Au n°126, au moment de l’annexion de la commune La Chapelle-Saint-Denis, en 1860, Laumonier tient déjà un café-restaurant au rez-de-chaussée, avec les billards de rigueur. À l’étage se trouve un bal baptisé le Grand Salon (reprenant sans doute le nom d’un autre bal du même nom, boulevard de Clichy), nom si répandu qu’on précisera ensuite : Grand Salon Poissonnière. Laumonier, fils d’un vigneron de l’Yonne, 56 ans, avait débuté comme garçon chez un marchand de vins du Marais ; mais dans l’élégante rue Royale, il était récemment patron de son propre café.
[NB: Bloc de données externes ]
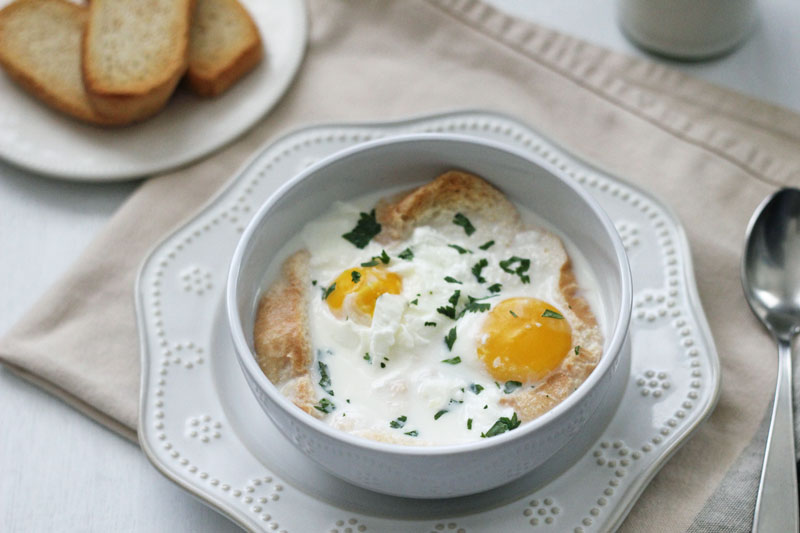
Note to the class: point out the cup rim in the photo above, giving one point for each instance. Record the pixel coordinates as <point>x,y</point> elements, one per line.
<point>249,364</point>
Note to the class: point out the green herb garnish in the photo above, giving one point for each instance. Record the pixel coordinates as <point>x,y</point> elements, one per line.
<point>477,267</point>
<point>366,228</point>
<point>399,422</point>
<point>325,405</point>
<point>459,249</point>
<point>524,265</point>
<point>474,305</point>
<point>327,292</point>
<point>450,339</point>
<point>450,311</point>
<point>502,425</point>
<point>461,220</point>
<point>324,378</point>
<point>406,254</point>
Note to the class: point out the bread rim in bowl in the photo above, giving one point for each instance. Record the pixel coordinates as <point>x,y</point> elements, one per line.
<point>406,161</point>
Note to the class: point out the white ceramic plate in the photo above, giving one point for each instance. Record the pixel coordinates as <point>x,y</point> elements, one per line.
<point>201,427</point>
<point>45,141</point>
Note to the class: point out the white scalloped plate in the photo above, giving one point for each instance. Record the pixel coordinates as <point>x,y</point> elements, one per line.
<point>37,138</point>
<point>201,427</point>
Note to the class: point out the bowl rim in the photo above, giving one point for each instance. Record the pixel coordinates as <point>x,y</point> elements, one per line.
<point>249,364</point>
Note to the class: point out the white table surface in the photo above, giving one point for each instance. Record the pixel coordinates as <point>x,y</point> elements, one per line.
<point>61,471</point>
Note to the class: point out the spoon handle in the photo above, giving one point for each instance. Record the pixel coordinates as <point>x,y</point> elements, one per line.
<point>776,505</point>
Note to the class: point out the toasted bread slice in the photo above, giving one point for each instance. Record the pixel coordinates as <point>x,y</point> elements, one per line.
<point>40,48</point>
<point>439,200</point>
<point>224,45</point>
<point>281,333</point>
<point>134,53</point>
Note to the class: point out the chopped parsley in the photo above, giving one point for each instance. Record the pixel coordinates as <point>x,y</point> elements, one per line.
<point>450,339</point>
<point>325,405</point>
<point>366,228</point>
<point>502,425</point>
<point>450,310</point>
<point>524,265</point>
<point>548,313</point>
<point>460,220</point>
<point>476,270</point>
<point>327,292</point>
<point>324,378</point>
<point>399,422</point>
<point>459,249</point>
<point>406,254</point>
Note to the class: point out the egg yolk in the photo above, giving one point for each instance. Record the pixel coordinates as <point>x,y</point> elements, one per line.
<point>524,339</point>
<point>357,290</point>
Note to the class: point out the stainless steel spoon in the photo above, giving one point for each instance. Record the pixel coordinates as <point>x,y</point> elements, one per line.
<point>771,281</point>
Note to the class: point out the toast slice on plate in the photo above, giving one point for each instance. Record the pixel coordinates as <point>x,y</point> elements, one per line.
<point>224,45</point>
<point>40,48</point>
<point>134,53</point>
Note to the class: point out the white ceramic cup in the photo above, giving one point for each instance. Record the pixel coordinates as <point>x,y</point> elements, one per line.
<point>687,29</point>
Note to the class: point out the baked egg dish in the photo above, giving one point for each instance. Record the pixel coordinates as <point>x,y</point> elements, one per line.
<point>438,316</point>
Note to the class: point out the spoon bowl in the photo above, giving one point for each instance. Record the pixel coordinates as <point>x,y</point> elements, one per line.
<point>771,282</point>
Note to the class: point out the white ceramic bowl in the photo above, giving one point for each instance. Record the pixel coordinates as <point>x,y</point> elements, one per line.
<point>452,470</point>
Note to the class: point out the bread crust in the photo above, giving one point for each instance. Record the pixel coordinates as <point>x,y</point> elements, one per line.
<point>70,100</point>
<point>211,78</point>
<point>437,201</point>
<point>281,332</point>
<point>134,101</point>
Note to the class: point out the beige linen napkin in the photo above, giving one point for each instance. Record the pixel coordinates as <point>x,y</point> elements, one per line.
<point>710,154</point>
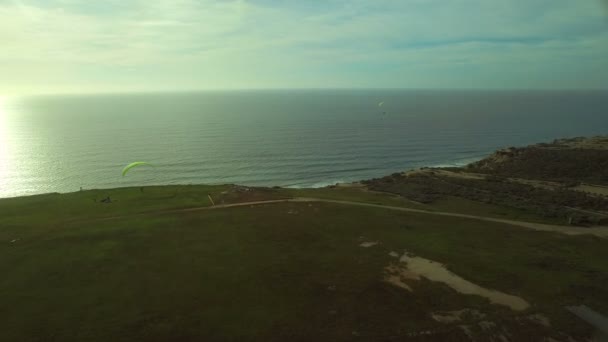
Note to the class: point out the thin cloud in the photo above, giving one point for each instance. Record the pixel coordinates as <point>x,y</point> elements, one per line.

Ce professionnel du « débit de boisson » est donc de ces commerçants ou industriels avisés qui ont compris que s’installer dans un quartier en expansion, si proche de Paris, pouvait être une bonne affaire.

Entrez dans le bal…

Marchands de vin, bals, guinguettes, pourvoyeurs de prostituées s’étaient implantés dans les parages depuis belle lurette pour échapper à l’octroi, taxe sur les marchandises entrantes, à payer à la Barrière Poissonnière, deux petits bâtiments sans fioritures, en haut du faubourg du même nom. Depuis un siècle, venir s’amuser aux « barrières » en fin de semaine était une pratique très populaire.
Bien sûr, les temps ont changé dans ce nouveau quartier parisien. Le paysan ou le marchand de vaches (le marché aux bestiaux, toujours actif, a longtemps été la ressource principale de La Chapelle) sont moins nombreux. Mais même si, sur les nouveaux boulevards, poussent de beaux immeubles haussmanniens, la clientèle ouvrière est bien là. Au Grand Salon Poissonnière, on boit sec et on danse avec passion – la valse est déjà une vieille chose, on lui préfère la polka, la mazurka, et surtout le trépidant cancan, où on se permet tout !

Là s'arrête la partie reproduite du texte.